The man pointed towards one of the screens and started to relay first sighting coordinates and other details. But I tuned it out soon when I realized something. On the screen was visible a carpet of dry brown grass and coming towards us was a hovering orange ball. An orange ball I had seen before.
“Holy mother of God, it is a Furball 360!”…
Unlike the Dreamcatcher, Aerial Invasion can’t stand alone without contribution from readers. So put a spin to this out-of-the-world story about Furballs and leave your bit as comment below with your name and website. The most creative and hilarious piece will be updated into the post with due credit by the end of 12.11.2011.
This week’s winner of Picture Worth a Thousand Words is my blogger friend Daniel Nest. Congratulations for writing such a witty and humorous conclusion to Aerial Invasion.
This furry menace was painfully familiar. I remembered what it had done to Ratoshima and Ratosaki decades earlier. Immediately, I knew that the most drastic of measures had to be taken without any hesitation. I turned to the least fidgety cadet and yelled:
“I need you to locate and contact Doggen McWoofenstein, ASAP!”
“Sir, I’m sure you don’t mean…”
“I gave you a direct order, cadet, now do it!”
Doggen McWoofenstein had been retired for years, after being shamefully discharged and stripped of his ranks. He was a hopeless drinker and a disgrace to the force. He had trouble with authority and always ignored orders. But dammit, he was the best pilot I’d ever known, and right now he was our only hope.
“Sir, Doggen McWoofenstein is on the line, do you want to…”
“Yes, of course I want to speak with him! Why else would I have asked you to find him?!”, sometimes it seemed these cadets refused to use at least a fraction of their brains. Or maybe I was being impatient and unreasonable, but every second counted. I yanked the phone from Cadet Stupid and without unnecessary formalities got straight to the point:
“Look, Doggen, I know we haven’t parted on the best of terms, but right now I really need your help!”
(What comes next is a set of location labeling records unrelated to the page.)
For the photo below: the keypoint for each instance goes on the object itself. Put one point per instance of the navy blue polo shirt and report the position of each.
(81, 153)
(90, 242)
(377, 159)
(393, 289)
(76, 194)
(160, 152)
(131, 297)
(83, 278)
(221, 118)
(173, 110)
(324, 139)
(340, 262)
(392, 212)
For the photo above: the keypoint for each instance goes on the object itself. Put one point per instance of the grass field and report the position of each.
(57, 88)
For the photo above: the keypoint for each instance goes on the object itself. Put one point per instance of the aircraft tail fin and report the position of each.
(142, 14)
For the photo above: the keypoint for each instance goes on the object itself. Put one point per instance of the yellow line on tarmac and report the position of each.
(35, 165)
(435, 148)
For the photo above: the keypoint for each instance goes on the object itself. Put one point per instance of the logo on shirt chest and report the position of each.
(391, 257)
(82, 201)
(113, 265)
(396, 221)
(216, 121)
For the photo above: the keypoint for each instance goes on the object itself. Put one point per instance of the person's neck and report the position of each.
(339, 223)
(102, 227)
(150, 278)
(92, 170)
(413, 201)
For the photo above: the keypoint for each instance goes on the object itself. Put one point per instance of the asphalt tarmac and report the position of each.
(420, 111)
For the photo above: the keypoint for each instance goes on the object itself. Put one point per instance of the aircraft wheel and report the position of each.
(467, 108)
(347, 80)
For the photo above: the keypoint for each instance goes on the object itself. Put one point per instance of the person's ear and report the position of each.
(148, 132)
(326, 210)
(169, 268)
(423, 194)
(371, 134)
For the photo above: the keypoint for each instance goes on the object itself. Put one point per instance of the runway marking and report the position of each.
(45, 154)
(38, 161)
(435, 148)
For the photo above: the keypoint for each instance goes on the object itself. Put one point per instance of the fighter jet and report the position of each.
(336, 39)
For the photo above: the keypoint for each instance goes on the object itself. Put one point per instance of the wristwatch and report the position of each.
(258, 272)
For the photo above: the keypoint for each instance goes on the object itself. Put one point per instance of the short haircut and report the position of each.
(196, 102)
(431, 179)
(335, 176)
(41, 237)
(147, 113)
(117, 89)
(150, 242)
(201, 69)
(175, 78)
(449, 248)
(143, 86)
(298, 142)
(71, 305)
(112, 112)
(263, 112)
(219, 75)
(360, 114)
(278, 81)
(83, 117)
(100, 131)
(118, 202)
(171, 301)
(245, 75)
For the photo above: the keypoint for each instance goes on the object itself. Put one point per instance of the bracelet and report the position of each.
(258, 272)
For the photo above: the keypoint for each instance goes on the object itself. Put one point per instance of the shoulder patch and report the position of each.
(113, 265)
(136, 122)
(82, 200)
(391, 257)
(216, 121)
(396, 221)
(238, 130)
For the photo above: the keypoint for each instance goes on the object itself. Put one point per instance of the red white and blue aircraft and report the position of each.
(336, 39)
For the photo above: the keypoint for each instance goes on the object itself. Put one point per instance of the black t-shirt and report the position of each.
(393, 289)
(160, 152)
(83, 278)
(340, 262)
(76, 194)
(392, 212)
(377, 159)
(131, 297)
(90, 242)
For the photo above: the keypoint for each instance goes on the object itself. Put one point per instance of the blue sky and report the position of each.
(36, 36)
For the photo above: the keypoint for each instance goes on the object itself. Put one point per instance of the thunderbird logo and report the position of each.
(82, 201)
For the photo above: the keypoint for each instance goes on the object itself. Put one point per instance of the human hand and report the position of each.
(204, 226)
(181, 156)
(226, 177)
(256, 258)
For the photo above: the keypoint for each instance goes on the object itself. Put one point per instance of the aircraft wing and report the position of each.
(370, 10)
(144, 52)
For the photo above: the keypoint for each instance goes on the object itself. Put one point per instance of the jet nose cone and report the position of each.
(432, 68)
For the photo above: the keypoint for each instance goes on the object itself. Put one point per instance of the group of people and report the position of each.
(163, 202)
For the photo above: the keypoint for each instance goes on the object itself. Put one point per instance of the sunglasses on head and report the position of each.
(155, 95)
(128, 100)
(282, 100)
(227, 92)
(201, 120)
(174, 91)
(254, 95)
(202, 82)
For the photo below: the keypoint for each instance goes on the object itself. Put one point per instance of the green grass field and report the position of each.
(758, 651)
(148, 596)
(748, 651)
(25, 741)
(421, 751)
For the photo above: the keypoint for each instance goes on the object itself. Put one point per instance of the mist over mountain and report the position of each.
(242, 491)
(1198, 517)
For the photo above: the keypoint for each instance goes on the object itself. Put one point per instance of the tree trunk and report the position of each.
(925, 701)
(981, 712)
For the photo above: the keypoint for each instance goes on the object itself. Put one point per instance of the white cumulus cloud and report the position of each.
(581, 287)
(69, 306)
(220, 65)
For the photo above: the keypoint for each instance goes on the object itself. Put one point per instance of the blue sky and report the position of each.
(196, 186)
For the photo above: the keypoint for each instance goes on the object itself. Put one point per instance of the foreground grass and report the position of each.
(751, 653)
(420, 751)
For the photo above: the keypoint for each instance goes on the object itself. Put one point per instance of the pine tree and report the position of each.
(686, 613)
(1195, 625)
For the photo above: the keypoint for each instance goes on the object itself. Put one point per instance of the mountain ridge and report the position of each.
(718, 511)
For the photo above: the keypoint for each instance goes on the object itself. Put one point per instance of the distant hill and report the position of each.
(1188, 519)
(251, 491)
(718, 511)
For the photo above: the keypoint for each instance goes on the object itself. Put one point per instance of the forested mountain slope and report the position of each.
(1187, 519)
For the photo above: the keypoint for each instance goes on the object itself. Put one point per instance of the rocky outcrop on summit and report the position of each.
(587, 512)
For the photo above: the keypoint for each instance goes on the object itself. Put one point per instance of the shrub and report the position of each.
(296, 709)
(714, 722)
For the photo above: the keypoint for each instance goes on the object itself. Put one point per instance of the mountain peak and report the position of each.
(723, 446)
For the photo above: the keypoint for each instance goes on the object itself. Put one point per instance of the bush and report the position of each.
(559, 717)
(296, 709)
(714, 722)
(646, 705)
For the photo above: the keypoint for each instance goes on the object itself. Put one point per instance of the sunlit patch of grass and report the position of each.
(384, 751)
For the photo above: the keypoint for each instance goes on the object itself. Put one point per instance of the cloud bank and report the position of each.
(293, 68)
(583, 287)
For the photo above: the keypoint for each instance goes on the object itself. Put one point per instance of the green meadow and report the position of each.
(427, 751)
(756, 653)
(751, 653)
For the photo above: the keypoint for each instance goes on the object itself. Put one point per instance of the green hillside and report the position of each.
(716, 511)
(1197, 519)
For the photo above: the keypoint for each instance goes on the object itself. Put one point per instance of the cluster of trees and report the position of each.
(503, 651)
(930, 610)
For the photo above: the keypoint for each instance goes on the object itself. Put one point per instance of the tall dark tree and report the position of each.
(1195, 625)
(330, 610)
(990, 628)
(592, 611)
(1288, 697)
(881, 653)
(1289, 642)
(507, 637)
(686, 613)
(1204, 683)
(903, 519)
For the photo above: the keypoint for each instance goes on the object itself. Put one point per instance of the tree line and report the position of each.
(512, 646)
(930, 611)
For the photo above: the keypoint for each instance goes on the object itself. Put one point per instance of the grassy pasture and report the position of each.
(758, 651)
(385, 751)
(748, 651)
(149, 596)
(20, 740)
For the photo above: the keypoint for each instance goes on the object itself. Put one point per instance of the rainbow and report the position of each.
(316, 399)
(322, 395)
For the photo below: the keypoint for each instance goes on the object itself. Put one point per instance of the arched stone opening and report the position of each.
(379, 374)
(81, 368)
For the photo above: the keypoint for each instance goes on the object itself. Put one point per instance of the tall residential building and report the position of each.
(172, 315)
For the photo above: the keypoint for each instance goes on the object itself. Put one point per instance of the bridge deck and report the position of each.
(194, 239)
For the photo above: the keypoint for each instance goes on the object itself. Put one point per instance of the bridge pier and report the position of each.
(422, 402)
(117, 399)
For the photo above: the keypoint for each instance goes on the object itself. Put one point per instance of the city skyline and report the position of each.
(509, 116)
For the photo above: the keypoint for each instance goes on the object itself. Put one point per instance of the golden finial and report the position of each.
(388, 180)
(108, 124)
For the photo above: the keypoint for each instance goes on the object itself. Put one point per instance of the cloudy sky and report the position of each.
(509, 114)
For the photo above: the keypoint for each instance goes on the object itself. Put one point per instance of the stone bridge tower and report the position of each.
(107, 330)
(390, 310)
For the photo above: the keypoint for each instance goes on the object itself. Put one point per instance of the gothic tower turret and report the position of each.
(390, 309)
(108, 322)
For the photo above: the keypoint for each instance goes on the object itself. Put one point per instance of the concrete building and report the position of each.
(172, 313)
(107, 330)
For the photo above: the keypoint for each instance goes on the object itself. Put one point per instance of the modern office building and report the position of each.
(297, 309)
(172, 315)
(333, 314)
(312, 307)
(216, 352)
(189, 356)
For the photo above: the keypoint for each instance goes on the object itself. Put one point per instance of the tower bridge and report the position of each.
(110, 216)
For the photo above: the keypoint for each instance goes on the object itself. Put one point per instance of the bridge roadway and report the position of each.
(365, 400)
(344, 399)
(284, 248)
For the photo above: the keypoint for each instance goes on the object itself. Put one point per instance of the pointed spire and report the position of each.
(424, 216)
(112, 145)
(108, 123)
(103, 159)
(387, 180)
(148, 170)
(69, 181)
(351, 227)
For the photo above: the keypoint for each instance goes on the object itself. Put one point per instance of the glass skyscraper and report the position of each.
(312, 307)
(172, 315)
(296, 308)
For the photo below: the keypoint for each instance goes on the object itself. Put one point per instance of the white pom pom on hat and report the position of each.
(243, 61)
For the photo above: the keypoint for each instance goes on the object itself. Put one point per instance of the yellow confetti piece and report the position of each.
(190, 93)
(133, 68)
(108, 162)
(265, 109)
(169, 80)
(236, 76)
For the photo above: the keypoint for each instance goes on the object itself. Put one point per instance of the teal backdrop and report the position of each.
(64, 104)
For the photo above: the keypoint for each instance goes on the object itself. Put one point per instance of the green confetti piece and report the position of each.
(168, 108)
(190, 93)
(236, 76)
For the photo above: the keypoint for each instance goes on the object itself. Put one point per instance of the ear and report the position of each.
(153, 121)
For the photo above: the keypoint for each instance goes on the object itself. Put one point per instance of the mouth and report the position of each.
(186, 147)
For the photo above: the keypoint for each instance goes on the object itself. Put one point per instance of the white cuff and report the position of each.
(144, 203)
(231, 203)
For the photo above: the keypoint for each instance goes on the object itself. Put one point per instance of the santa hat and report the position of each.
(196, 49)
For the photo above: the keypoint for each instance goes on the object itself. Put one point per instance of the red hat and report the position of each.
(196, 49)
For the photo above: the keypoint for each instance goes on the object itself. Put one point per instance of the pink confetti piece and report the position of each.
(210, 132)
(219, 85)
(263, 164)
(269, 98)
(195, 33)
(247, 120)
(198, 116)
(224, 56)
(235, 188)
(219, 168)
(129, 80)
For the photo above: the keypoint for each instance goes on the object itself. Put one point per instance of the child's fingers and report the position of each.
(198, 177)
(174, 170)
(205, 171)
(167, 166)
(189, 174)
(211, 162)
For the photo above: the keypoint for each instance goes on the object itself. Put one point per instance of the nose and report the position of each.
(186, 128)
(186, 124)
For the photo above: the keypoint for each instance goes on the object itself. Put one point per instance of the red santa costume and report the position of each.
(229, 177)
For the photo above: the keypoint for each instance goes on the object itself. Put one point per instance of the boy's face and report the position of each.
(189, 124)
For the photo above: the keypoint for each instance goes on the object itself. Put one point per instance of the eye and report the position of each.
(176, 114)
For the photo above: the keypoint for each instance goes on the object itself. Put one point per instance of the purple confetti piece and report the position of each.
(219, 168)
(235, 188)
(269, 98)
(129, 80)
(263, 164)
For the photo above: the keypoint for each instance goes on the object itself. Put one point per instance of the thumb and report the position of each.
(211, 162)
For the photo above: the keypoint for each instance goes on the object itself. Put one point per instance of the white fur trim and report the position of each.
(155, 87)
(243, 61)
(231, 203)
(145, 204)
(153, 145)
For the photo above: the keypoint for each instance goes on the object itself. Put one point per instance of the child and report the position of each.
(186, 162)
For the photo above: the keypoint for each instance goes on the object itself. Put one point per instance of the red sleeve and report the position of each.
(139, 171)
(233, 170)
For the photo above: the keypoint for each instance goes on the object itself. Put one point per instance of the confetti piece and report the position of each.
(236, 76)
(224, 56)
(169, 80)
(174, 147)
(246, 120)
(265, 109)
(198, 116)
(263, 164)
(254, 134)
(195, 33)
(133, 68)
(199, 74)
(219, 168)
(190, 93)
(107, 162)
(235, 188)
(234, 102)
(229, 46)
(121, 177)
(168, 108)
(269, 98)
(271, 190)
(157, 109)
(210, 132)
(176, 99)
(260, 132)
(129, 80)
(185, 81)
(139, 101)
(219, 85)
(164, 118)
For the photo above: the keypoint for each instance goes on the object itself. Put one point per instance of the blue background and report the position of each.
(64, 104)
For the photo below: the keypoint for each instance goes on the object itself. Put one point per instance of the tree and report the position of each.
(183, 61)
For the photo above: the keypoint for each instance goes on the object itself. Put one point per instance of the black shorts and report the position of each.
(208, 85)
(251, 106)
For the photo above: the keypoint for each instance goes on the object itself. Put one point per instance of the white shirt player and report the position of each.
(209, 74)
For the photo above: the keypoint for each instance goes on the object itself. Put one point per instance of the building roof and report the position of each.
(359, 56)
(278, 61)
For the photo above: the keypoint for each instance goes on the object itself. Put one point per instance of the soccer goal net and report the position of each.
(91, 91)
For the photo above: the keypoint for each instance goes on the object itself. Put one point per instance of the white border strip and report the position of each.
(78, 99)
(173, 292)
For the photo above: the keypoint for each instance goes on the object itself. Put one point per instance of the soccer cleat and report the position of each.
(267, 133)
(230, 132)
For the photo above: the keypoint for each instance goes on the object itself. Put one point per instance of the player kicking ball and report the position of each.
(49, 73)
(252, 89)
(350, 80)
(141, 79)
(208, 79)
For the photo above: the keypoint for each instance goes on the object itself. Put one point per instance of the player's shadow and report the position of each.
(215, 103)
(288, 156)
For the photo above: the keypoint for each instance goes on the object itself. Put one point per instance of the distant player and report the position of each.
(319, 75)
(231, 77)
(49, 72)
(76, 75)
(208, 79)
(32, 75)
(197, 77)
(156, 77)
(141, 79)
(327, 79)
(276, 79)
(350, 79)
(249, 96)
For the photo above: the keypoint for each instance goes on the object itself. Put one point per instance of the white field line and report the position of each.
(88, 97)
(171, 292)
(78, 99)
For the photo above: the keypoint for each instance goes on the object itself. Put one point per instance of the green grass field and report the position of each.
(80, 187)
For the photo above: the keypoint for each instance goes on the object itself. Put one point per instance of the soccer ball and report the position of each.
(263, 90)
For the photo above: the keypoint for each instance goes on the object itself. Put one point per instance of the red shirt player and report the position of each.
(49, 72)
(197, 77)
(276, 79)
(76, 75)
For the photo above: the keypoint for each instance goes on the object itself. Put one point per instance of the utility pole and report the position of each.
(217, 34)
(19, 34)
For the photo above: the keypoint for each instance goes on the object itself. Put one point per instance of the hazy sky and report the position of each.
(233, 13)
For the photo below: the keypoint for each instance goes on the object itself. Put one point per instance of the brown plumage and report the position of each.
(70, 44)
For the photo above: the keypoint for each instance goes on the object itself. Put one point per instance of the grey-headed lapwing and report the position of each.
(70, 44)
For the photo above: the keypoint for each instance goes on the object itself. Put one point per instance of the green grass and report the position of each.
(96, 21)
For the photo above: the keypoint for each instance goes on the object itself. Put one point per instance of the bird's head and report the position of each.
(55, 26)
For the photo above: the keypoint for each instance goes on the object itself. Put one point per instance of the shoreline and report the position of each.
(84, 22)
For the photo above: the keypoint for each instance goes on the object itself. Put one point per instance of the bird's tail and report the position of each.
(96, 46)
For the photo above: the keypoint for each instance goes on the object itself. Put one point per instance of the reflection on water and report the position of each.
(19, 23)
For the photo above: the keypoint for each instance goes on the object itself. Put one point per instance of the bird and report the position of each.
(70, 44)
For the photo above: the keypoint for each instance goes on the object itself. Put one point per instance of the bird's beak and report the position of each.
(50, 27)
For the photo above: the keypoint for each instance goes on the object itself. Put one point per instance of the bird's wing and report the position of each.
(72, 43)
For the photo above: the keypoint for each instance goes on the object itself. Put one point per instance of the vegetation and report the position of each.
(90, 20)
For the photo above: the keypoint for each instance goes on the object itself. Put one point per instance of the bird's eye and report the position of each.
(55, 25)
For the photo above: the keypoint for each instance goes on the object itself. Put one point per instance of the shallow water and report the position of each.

“I’m listening”, Doggen was no fool. He knew it had to be serious for me to contact him, so he didn’t waste time. I briefly summed up the situation, but before I could request his assistance in shooting down the FB360 he interrupted with:
“Your problem is a measly Furball 360? That’s obsolete technology by now! You should be able to divert it with a simple Mouse Decoy Probe.”
“MDP. Every station is equipped with them! You knew this, of course, didn’t you?!”, he was back to mocking me again, just like the good old days.
“I…err…of course I knew this! I just thought I’d…yes, I knew it very well…”, I wasn’t sure I was making a convincing case. My awkward and incoherent explanation would have probably continued for a while longer. However, McWoofenstein took matters into his own paws and firmly suggested I give him direct control of the station.
Minutes later we were all watching with relief as FB360 chased Mouse Decoy Probe into the horizon. Such a simple solution, these MDPs, why had I not heard about them before?